In December 2014, the company announced a funding round of $250 million led by growth equity firm General Atlantic, joined by existing investors Temasek, Index Ventures, and Felicis Ventures.[13][14]

In 2016, the company saw transaction volume increase to $90 billion, up from $50 billion in 2015.[15]

In September 2017, Adyen announced the expansion of its payment processing services to Singapore through direct credit card acquiring license for Visa and MasterCard.[16][17]

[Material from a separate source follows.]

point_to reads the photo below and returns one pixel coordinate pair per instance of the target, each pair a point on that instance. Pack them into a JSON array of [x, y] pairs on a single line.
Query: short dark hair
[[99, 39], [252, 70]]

On January 31, 2018 eBay announced that it had signed an agreement with Adyen to become its primary payments processing partner. The transition to full payments intermediation will take several years. eBay will begin intermediation on a small scale in North America starting in the second half of 2018, expanding in 2019 under the terms of the operating agreement with PayPal. In 2021, eBay expects to have transitioned a majority of its marketplace customers to Adyen.

References

  1. "Adyen on the Forbes Cloud 100 List". Retrieved 22 September 2017.
  2. "The European unicorn unbanking the merchant". Hot Topics. Retrieved 2015-10-27.
  3. "Forbes Cloud 100". Forbes. Retrieved 29 October 2016.
  4. "Cloud 100 2017". Forbes. Retrieved 22 September 2017.
  5. "Dutch payments processor takes pan-European license to bypass banks". 26 June 2017. Retrieved 22 September 2017 via Reuters.
  6. "Air Canada Announces Partnership With Adyen to Provide International Payments Solution to Customers | Crowdfund Insider". Crowdfund Insider. 2017-11-01. Retrieved 2017-11-14.
  7. "BRIEF-Air Canada partners with Adyen to expand local payment methods". Reuters. 2017. Retrieved 2017-11-14.
  8. "A Dutch payment giant backed by Mark Zuckerberg and used by Uber is going public". Business Insider. Retrieved 2018-05-25.
  9. "Adyen knalt omhoog na beursgang". NU.nl (in Dutch). 13 June 2018. Retrieved 13 June 2018.
  10. 1 2 "The next big payments IPO could be a fast-growing startup not named Stripe". Retrieved 22 September 2017.
  11. Kharpal, Arjun (2017-04-12). "Adyen, the $2.3 billion firm that processes payments for Uber and Netflix, saw 2016 revenues rise 99%". CNBC. Retrieved 2017-09-15.
  12. Rogers, Bruce. "Payments Company Adyen Scales To New Heights". Forbes. Retrieved 2017-09-15.
  13. Chapman, Lizette. "Payment Startup Adyen Raises $250 Million at $1.5 Billion Valuation". The Wall Street Journal. Retrieved 16 December 2015.
  14. "Adyen Raises $250 Million in Funding to Accelerate Growth of Its Global Payments Platform". General Atlantic website. Retrieved 16 December 2015.
  15. Choudhury, Saheli Roy (8 February 2017). "Company behind Facebook, Uber and Netflix payments reveals huge transaction growth". Retrieved 22 September 2017.
  16. hermes (9 September 2017). "Payments tech provider targets Asia-Pac expansion". The Straits Times. Retrieved 15 September 2017.
  17. Finextra (2017-09-07). "Adyen expands direct credit card acquiring capabilities to include Singapore". Finextra Research. Retrieved 2017-09-15.